Less than a month after inking a deal to sell its epoxy resins business to Westlake Chemical, Hexion Holdings has agreed to sell the rest of itself to the private equity firm American Securities for $30.00 per share. The deal values the company’s stock at nearly $1.8 billion.
American Securities will get a business with 1,300 employees and annual sales of nearly $1.4 billion. About 85% of the sales come from Hexion’s adhesives business, a large supplier of formaldehyde-based glues that go into wood applications such as plywood and oriented strand board.
The balance of Hexion is called Versatic Acids and Derivatives. Included in this business are carboxylic acids such as neopentanoic acid, used as an intermediate to make peroxyesters, and neodecanoic acid, an intermediate and metal extraction chemical. The business also makes vinyl esters for decorative paints and glycidal esters for auto and industrial coatings.

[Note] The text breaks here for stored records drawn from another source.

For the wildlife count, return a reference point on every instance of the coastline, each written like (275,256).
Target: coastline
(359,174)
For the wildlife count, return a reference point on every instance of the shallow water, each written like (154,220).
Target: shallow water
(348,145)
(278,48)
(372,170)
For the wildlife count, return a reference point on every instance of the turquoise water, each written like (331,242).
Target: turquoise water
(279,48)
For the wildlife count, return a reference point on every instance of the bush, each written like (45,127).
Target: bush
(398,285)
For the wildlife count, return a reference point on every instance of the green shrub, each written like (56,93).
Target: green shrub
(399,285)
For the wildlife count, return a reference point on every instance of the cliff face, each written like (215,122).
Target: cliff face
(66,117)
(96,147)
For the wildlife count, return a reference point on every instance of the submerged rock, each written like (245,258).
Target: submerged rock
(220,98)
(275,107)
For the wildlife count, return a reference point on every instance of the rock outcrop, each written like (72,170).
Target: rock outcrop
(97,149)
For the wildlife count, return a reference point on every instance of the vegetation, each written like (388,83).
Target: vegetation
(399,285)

In November, Hexion agreed to sell its epoxy business to the chlor-alkali giant Westlake Chemical for $1.2 billion.
Before announcing the American Securities deal, Hexion had been planning an initial public offering on the New York Stock Exchange. Hexion say the $30-per-share deal represents a 15% premium over recent share prices. Some of its shares are traded over the counter in private transactions.
Another private equity firm, Apollo Global Management, had controlled Hexion until 2019, when Hexion filed for bankruptcy. Now Hexion is mostly owned by financial firms that had been creditors. The largest is GoldenTree Asset Management, which owns nearly 20% of Hexion.
American Securities is no stranger to the chemical industry. It owned the benzoic acid specialist Emerald Kalama Chemical, which it sold this summer to Lanxess for just over $1 billion. In 2016, American Securities sold the pine chemical maker Arizona Chemical to Kraton for about $1.4 billion.
American Securities managing director Scott Wolff said in an announcement that Hexion is “well-aligned with global megatrends, including safety and sustainability requirements and regulations, population growth, and household formation.”